I’ve re-checked out from the library Anne rice’s Called Out of Darkness: A Spiritual Confession
for probably the third time. This time I’m actually reading the book. I am not a fan of vampires so I “missed out” on the past few decades of Anne Rice hoopla. And, of course, now we’ve got that new “teeny-bopper” vampire trilogy (or more). Here Rice recounts her return to Catholicism.
The first two chapters are precious, in the best sense of the word. It recalls a kind of religious devotion and sensibility that is not at all a part of my religious vocabulary. Yet I can appreciate the palpable reality of her childhood faith. What’s interesting to me is that this period of her life was what she called “preliterate”. While I don’t remember not being able to read, Rice has memories of a rich inner and outer life unadulterated by the text.
She admits being a lousy reader in school and through college. (That was a surprising factoid!) But perhaps for the novelist or creative writer the development of one’s own vocabulary used to interface with the world outside and within is a part of what makes great writers. I’m just guessing.
Rice beautifully juxtaposes the menagerie of nature with the riotous panoply of sights, sounds, and smells from the pre-Vatican II liturgies. I’ve yet to attend one but now that Benedict has more or less given a full-voiced imprimatur, more and more parishes are going back to this earlier form of worship. Certainly Rice has made me temper my Protestant rejecting anything as “worship” which the participant can neither pronounce nor understand. Temper, not abandon.

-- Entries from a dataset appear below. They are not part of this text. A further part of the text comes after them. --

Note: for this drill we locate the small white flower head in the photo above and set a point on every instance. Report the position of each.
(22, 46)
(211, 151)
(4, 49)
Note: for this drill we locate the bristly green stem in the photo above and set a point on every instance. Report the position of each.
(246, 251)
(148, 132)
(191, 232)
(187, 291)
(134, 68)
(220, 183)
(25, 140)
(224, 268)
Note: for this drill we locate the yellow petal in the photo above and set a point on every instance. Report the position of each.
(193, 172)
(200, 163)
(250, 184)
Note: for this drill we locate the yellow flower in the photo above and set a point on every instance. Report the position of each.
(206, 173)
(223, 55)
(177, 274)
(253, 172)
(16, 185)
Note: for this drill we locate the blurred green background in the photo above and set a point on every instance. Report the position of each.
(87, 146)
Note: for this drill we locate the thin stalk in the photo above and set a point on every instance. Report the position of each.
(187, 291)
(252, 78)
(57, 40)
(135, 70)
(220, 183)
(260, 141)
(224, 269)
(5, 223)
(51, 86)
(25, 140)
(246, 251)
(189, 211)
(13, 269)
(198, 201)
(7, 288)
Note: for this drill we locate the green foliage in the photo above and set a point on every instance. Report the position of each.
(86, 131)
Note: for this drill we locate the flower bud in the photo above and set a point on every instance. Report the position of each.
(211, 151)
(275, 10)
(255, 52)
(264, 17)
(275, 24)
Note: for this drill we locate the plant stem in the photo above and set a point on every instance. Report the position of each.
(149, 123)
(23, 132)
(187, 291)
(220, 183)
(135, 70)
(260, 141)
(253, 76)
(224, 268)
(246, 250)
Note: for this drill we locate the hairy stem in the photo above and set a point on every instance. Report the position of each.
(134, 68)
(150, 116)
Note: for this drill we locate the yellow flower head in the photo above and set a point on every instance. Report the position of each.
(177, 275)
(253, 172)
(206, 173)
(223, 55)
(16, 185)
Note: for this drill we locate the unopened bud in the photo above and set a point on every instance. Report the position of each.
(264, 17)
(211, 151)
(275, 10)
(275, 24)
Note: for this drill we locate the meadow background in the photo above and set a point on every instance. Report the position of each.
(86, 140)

I think part of the difference here is the reliance on “the Book”, the texts, the lyrics of the hymns. That was the main focus of my childhood religious experience. Rice reached the Divine through the phenomena of mostly non-literate sign and symbols of the Divine. Reading Schleiermacher again while picking up this Rice memoir has made me take a step back to realize the spiritual efficacy of this non-literate path. I say “efficacy” only because of the impact these experiences apparently had on Rice. In this Jamesean sense, it certainly “worked” for her. It had an indelible impact on her even though she spent more decades away from the faith that within it. Or perhaps, as Schleiermacher might conjecture, she simply was unaware of the Infinite even as it, or some sense of it, never left her.